Transitamos tiempos nebulosos para las víctimas del terrorismo. La victoria huele a derrota con los muertos desterrados al olvido y los heridos, esos héroes desconocidos, a la marginalidad

Teresa Gallardo

La nueva narrativa imperante, por obra y gracia del interés político, ha excluido a las víctimas del terrorismo del pedestal entre los intereses del país que se ganaron con su sacrificio y servicio al bien común. Hoy, el viento gobernante sopla en su contra y los aleja hasta extrañarlas del rumbo de un Estado de Derecho amnésico, desleal y sobre todo injusto. Hay leyes, sí, la mayoría de prescripciones irreprochables en defensa de su dignidad, que es la de la democracia, pero se sitúan hoy al pairo como un papel mojado que los hombres ningunean en un episodio de acción política bastarda.
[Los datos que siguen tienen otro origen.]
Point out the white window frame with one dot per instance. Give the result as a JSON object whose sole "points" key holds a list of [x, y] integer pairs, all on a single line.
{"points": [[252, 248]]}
Se jalea de forma pública a los asesinos, lo hemos sufrido recientemente en Hernani, por ejemplo, y se gratifica la sangre inocente derramada con indignas aproximaciones a cárceles del País Vasco. Existe un halo descorazonador en esta retirada generalizada de la decencia institucional y en este galope del oprobio moral. Cientos de vidas arrebatadas son resignadas como papeles secundarios en esta tragedia, y con ellas, aún más extrañadas del honor que merecían, aquellas otras miles que salvaron la existencia tras los atentados, pero no las secuelas y los estragos físicos y psicológicos que aquellos provocaron. Estos segundos han integrado una página particularmente denigrante en esta historia silenciada que algunos se han obstinado en reescribir para difuminar la barrera entre los verdugos y sus víctimas.

«Heridos y olvidados. Los supervivientes del terrorismo en España» es el primer y gran retrato de la nómina de invisibles con que el terrorismo regó España. Cinco mil supervivientes que esquivaron la muerte para peregrinar en cambio por un valle de desolación, trauma y desmemoria. Sus páginas constituyen un aldabonazo que tendríamos que enfrentar como un deber cívico con la necesaria periodicidad. En ellas se recogen los damnificados por el fanatismo cruel y despiadado de todas las bandas terroristas que atentaron en España, especialmente ETA, claro. Su legado no puede ser un espejo roto ni distorsionado, como ahora quieren algunos poderosos de última hora, sino un reflejo de honor en el que buscar la integridad para no perdernos.